Wake Forest running back Demond Claiborne
Wake Forest running back Demond Claiborne | Craig Strobeck-Imagn Images

With sufficient capital to do so, it felt like a lead-pipe lock that the Minnesota Vikings would draft a running back this year. And on Day 3, they did, moving back into the sixth round to get a guy they clearly coveted in Demond Claiborne out of Wake Forest.

Claiborne feels like a real threat to Aaron Jones' role in the Vikings' backfield as Jordan Mason's complement. While undersized (5-foot-9, 188 pounds), he has big-time speed, untapped versatility as a pass catcher, a nose for the end zone, and kickoff return ability to fortify his case for the RB3 role heading into the season.

At the very least, Claiborne seems to be envisioned as Jones' heir apparent come 2027. But it's worth remembering he was a sixth-round pick, and barely in the top-200 overall. Rookies of that ilk aren't promised anything.

Tyler Forness of AtoZ Sports left Claiborne off his Vikings' 53-man roster projection after the completion of offseason work, with Zavier Scott winning the RB3 spot instead.

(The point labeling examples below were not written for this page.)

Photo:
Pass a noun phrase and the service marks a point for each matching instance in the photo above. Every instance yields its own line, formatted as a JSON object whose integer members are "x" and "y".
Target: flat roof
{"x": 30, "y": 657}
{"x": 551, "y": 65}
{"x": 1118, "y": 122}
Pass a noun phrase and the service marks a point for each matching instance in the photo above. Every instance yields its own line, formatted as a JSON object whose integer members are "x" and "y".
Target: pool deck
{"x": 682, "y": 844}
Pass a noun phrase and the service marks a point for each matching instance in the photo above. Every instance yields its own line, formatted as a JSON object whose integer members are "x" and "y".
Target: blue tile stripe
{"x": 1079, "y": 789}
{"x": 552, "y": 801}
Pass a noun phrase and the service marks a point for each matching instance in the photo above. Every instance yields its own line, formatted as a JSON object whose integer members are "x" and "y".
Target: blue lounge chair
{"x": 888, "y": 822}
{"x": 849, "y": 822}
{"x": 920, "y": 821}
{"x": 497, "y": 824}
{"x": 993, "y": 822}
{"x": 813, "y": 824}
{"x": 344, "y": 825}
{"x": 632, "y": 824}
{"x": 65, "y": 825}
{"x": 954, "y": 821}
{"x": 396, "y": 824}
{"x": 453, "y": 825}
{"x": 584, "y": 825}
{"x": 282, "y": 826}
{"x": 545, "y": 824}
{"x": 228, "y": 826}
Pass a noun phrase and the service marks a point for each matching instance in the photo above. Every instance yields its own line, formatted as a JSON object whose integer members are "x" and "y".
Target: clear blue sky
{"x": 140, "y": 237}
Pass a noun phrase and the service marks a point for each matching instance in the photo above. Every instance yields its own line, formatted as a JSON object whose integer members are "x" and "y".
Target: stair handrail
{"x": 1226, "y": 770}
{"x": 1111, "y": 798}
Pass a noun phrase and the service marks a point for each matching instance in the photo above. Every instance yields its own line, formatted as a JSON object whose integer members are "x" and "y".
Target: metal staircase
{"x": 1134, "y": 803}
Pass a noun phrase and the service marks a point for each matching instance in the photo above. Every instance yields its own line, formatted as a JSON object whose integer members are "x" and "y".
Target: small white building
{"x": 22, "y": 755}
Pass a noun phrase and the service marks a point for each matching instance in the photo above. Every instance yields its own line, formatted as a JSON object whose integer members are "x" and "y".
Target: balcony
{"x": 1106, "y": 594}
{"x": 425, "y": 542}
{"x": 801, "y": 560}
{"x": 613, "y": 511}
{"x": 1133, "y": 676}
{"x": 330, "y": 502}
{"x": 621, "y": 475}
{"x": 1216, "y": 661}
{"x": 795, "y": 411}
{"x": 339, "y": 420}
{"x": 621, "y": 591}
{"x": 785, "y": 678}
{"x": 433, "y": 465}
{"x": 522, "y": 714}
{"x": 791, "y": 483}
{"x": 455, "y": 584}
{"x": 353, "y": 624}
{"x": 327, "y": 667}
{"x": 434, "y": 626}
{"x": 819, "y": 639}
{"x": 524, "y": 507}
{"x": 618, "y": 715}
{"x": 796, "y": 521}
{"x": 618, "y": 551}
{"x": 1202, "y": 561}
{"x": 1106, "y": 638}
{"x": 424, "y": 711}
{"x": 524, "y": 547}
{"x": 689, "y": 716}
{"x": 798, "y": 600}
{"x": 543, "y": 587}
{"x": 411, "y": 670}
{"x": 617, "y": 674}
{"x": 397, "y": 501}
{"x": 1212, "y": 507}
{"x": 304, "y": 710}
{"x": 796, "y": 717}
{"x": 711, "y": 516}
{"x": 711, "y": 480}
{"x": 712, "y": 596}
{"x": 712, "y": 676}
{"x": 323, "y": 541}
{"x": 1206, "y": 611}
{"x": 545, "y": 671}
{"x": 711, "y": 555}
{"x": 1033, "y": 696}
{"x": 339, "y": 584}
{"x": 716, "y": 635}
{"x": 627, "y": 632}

Concerns about Minnesota Vikings rookie running back Demond Claiborne need more time to be proven or dismissed

Forness has since expanded on that thought.

"I don't have Demond Claiborne in here (the roster projection), and it's for one main reason. I don't think he's a running back-three capable player, in a way that the Vikings have prioritized running back-three."

Forness noted how Ty Chandler is no longer around in part because of his inconsistencies as a pass blocker, which led to fullback C.J. Ham seeing a lot of third-down snaps. Chandler also served as the personal protector on the punt team.

Another layer to why Ham got so much third-down work is Jones' shortcomings as a pass blocker. His career has been up and down in that regard, according to Pro Football Focus grades, but he earned a career-low mark of 35.6 last season and has earned a pass blocking grade below 52.0 in three of the last four seasons.

Scott, for what it's worth over a limited sample, earned a 74.3 pass blocking grade from PFF last year.

PFF was broadly not very complimentary of Claiborne's pass blocking work in college. But as a junior in 2024, when he had 159 of the 307 pass blocking snaps he had in his career, he earned a 66.2 grade.

The concerns Forness has about Claiborne's ability to do the things that will help him lock down a spot on the 53-man roster, most prominently blocking and multi-phase special teams utility, are absolutely valid.

At the same time, Jones has managed to function as a key part of the Vikings' offense while being mostly a detriment as a pass blocker. So there are ways to work around that. Claiborne can also be worked with to get better at it, while that improvement ship has sailed with the 31-year-old Jones.

The margins Forness cited may leave Claborne on the outside looking in when final roster cuts come in late August. But it's also too early, before he has even taken part in a padded NFL practice, to say he can't do (or be coached up to do) those things at a functional level.